The Banking Department’s interpretations of the law, discussed at length by state officials at several forums for attorneys in the real estate field and at an NHBA CLE program in May, have produced what several attorneys have termed a "chilling atmosphere" surrounding nearly every attorney’s effort to assist clients with mortgage negotiations. These affect not only the hundreds of consumers who are behind on mortgage payments and are seeking help to halt foreclosure, but even include self-financing deals for commercial properties that might include a dwelling such as an apartment above a store.
The NHBA Board endorsed several approaches at both the state and federal levels, and may result in seeking administrative as well as legislative remedies. (See accompanying box.) (Lawrence Vogelman, governor-at-large, abstained on the vote.) The Board’s position generally parallels that of the American Bar Association. It has formally asked the US Department of Housing and Urban Development, which is developing regulations to implement the S.A.F.E. Act, to provide a general exemption for attorneys doing mortgage-modification work. At present, the narrow and undefined exception allows such representation only if it is "ancillary" to another matter involving that client.
The Board also approved the idea of directly asking the Banking Department to issue an administrative order that would prove a practical definition of "ancillary" that could guide practitioners in knowing which cases they could accept in this area.
The Real Property section also recommended that the Board consider the appropriateness of taking an advocacy position in the pending litigation against Concord attorney Dan Dargon, now in superior court. The Board decided against intervening in Dargon’s case at the trial court level, saying that some aspects of the case might not be relevant to the Bar’s concerns about the law itself.
Although the Board did not authorize intervention in any pending cases, it did consider the possibility of filing an amicus brief setting forth the Bar’s position on certain issues if the Dargon case or some other S.A.F.E. Act-related case reaches the NH Supreme Court.

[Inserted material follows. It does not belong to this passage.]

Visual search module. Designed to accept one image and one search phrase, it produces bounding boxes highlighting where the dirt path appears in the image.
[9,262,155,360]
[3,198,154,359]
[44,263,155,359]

In other action at its June meeting, the Board discussed several rules proposals aired at a public hearing by the Supreme Court’s Advisory Committee on Rules on June 9. The Rules Committee, following the hearing, was expected to approve new criminal procedure rules, mandatory IOLTA participation for eligible attorneys, procedures for med-mal screening panels, and mandated discovery rules in the family division.
Also, the Rules Committee was considering a change to the Judicial Canons Rule 2.2 to clarify that "a judge may make reasonable efforts to facilitate that all litigants, including the self-represented, be fairly heard." The BOG had encouraged the Rules Committee to use more inclusive language ("all litigants") instead of specifying the "self-represented" in the language. Typically, the Supreme Court solicits comments directly before adopting rules recommended by the Advisory Committee.
The Board is scheduled to meet next on July 22.